C’est une belle journée d’automne dans la Bündner Herrschaft (Grisons) et, sur les coteaux, les viticulteurs s’activent. Pour Oliver Friedrich, la journée commence avec du vin. Non pas qu’il ouvre une bouteille dès le petit matin – le directeur de restaurant et sommelier de 38 ans aime rendre personnellement visite à ses principaux fournisseurs de Pinot noir, de Sauvignon blanc ou de Chardonnay. Jusqu’à l’automne 2016, Oliver Friedrich était le directeur du restaurant du «Château de Schauenstein» du grand chef Andreas Caminada. Il s’apprête à rejoindre le «Parc Hôtel Vitznau», où il sera responsable de la cave à vins et de la formation du personnel de service.
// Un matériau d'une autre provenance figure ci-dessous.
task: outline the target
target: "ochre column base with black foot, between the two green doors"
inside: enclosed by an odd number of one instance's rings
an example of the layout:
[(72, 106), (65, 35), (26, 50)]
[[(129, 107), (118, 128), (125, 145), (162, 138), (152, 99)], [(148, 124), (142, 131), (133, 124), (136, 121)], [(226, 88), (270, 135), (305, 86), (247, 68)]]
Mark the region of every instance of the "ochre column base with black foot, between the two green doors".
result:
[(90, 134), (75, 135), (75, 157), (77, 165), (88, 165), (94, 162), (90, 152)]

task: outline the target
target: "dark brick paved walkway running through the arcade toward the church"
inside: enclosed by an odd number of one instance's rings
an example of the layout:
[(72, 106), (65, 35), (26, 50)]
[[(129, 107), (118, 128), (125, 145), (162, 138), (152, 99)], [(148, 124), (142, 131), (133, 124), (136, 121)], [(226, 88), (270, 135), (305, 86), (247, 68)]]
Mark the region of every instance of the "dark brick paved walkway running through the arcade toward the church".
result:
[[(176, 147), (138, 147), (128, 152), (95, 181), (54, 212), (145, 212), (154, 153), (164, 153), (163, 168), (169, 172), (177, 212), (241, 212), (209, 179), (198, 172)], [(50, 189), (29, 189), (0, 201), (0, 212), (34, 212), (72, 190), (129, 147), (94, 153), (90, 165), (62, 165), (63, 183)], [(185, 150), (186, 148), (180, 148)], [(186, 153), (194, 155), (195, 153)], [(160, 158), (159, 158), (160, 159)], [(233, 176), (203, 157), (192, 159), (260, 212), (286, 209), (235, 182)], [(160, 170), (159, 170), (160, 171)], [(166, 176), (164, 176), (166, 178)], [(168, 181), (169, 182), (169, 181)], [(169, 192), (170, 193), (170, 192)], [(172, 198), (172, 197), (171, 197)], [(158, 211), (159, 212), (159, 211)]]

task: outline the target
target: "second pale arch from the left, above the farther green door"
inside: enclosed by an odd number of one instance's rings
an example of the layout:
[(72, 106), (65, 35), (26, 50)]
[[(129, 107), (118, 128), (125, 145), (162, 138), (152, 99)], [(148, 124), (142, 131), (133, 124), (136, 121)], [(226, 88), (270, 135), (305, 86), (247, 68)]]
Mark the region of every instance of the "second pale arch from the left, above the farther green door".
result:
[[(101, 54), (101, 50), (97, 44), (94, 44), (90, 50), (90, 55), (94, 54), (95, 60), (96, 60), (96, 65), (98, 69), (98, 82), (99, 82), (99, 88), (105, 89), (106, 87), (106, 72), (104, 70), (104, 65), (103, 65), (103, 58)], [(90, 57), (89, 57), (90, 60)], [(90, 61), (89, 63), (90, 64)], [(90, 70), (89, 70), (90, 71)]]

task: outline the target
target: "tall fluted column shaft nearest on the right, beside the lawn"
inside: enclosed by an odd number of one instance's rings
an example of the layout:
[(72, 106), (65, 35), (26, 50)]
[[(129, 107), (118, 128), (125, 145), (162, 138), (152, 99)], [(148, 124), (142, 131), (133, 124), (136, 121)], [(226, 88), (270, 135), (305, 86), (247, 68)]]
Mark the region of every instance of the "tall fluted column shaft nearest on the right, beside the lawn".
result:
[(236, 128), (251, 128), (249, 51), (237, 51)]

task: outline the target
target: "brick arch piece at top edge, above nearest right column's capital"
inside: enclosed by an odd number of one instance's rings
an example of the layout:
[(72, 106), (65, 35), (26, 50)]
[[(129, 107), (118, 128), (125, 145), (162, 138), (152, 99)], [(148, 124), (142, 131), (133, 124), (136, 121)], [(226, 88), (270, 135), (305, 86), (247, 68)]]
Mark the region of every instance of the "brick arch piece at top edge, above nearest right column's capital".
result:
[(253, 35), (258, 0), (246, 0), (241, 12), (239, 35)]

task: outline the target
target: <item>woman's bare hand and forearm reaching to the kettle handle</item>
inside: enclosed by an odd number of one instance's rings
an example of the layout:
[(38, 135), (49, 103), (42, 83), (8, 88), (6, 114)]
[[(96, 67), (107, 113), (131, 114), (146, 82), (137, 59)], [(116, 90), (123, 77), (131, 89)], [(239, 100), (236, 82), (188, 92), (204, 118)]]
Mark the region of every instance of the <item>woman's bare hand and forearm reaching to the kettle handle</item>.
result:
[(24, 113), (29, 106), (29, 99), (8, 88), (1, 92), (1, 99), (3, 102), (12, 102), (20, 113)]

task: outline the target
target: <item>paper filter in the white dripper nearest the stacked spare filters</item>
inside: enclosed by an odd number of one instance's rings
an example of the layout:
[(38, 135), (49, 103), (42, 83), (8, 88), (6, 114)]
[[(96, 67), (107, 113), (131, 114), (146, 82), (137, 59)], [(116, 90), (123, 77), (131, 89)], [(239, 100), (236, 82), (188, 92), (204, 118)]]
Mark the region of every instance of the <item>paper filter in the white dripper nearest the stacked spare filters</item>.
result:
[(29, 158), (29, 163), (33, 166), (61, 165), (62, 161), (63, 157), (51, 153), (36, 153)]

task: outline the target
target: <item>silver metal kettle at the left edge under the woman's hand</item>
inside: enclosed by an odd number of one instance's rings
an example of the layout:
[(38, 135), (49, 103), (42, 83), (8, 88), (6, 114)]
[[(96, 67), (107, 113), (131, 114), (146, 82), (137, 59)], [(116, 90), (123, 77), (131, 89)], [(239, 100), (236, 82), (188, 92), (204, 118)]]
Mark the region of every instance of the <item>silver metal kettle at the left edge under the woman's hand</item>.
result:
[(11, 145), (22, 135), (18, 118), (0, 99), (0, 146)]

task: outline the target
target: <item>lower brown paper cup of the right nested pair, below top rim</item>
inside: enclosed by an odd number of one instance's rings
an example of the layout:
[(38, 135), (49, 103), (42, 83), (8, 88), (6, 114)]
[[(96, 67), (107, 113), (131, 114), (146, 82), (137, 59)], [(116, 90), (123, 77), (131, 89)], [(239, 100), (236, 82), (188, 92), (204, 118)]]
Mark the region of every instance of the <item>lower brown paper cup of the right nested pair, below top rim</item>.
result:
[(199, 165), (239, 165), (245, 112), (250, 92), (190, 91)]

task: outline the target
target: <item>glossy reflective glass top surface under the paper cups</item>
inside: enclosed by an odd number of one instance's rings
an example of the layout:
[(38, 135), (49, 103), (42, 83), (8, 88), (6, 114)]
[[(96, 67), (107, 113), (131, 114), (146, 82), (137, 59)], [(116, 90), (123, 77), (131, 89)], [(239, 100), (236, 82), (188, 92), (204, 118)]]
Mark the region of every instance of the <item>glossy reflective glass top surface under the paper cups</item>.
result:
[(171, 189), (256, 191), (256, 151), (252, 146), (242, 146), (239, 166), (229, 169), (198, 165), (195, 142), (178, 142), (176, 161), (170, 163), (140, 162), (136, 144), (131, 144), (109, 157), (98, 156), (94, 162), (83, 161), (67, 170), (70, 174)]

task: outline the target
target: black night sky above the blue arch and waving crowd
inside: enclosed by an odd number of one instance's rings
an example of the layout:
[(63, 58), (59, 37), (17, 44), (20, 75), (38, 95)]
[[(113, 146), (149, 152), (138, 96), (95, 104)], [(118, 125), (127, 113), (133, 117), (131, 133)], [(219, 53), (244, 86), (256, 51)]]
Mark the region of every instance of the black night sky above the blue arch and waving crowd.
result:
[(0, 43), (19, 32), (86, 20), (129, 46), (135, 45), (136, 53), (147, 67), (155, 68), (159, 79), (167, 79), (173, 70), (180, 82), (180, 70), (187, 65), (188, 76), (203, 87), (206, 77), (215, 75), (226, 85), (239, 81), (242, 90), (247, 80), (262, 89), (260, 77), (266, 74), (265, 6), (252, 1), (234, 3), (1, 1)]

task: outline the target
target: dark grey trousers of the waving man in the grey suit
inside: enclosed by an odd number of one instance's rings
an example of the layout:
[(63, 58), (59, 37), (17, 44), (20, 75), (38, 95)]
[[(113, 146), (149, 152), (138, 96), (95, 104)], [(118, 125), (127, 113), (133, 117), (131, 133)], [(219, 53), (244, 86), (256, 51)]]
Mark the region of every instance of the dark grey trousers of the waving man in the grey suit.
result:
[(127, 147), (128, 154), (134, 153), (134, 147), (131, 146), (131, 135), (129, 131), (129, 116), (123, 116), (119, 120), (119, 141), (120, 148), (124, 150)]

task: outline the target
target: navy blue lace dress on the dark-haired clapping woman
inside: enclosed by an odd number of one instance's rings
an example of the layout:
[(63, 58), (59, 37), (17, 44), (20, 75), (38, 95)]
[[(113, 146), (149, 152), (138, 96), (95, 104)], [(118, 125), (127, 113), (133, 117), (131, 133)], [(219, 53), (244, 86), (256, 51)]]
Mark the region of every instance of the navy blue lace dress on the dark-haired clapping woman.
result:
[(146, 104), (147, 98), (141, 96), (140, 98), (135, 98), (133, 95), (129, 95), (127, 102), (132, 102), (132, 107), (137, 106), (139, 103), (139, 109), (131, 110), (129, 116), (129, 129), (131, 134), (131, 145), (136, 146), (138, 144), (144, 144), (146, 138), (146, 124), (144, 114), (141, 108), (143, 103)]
C’est de bonne humeur qu’il rend aujourd’hui visite à Martin Donatsch, le jeune et talentueux viticulteur de Malans, qui a repris l’entreprise de ses parents. Ses produits sont qualifiés de «sensations» et il passe pour être un «vigneron de légende». Les vins de Martin Donatsch ne se trouvent pas en supermarché. D’ailleurs, on ne peut les acheter nulle part. Martin Donatsch ne fournit que les plus grands restaurants, comme le «Château de Schauenstein» ou «L’Hôtel de Ville – B. Violier» à Crissier. Il y a même des listes d’attente. Les Donatsch peuvent littéralement choisir leurs clients.
De fait, 600 kilos seulement de Sauvignon blanc sont récoltés chaque année. Les grains de raisin rebondis d’une belle couleur jaune-vert sont placés dans des cuves en acier inoxydables, prêts à être écrasés par la presse mécanique. «Faibles rendements, qualité exceptionnelle»: c’est en ces termes qu’Oliver Friedrich résume la recette du succès de Martin Donatsch. Le «Château de Schauenstein» est son meilleur client, précise de son côté Martin Donatsch. Son but? Créer un vin qui serait comme une belle femme. «Trop parfait, c’est ennuyeux. Un bon vin doit avoir du caractère», affirme-t-il.
Qu’est-ce qu’un bon hôte?
Le portable d’Oliver Friedrich sonne: deux personnes d’une table de six réservée pour ce midi sont déjà arrivées, sa collègue lui demande ce qu’elle doit faire. Il donne rapidement une instruction, puis quelques caisses de Crémant – un vin mousseux blanc de blanc classique produit par fermentation en bouteille – sont chargées dans sa Mercedes-SUV, qui n’est plus toute jeune. Quelques minutes plus tard, les cartons de vin sont empilés dans la pittoresque cave voûtée du restaurant d’Andreas Caminada.
Oliver Friedrich se prépare pour le service de midi. Jeans et veste en cuir laissent la place à un costume noir bien coupé, à une chemise blanche et à une fine cravate noire. Qu’est-ce qu’un bon hôte? C’est la question essentielle posée au chef d’orchestre du «Château de Schauenstein». Sa réponse: «Les valeurs avec lesquelles un personnel de service se présente devant les convives sont très proches de ce que j’ai appris à la maison et de ce qui m’a été transmis dans les établissements dans lesquels j’ai appris mon métier. Nous essayons de nous adresser autant aux clients qui ne fréquentent que les hôtels de luxe qu’aux personnes qui s’offrent une fois l’année une expérience culinaire comme le restaurant d’Andreas Caminada ou le Parc Hôtel Vitznau.»
La frontière entre décontraction et correction est ténue. «Je ne dois pas aborder de la même façon une dame à qui je retire son manteau de fourrure et un jeune couple qui vient fêter son premier anniversaire chez nous. C’est cela l’art de recevoir, que je souhaite enseigner à mon équipe», explique Oliver Friedrich. Il semble qu’il y parvient. Lorsque, par exemple, Andreas Caminada fait le tour des tables à la fin du repas, il entend souvent de nombreuses louanges sur le travail effectué en cuisine, mais aussi sur l’extraordinaire qualité du service. Le mélange de décontraction et de compétence d’Oliver Friedrich fait mouche. Un trait d’humour ici, un renseignement professionnel là – et l’équipe ne perd jamais de vue ce que le convive voudra ou fera l’instant d’après. Aucun verre de vin ou d’eau ne doit rester vide, c’est une évidence. Mais un bon employé de service doit aussi savoir ce que les clients désirent avant même qu’ils ne le sachent eux-mêmes. Dans le monde du football, on appelle cela «anticiper». Les Japonais sont plus poétiques: ils parlent de «l’Omotenashi» – l’art de recevoir porté à son paroxysme.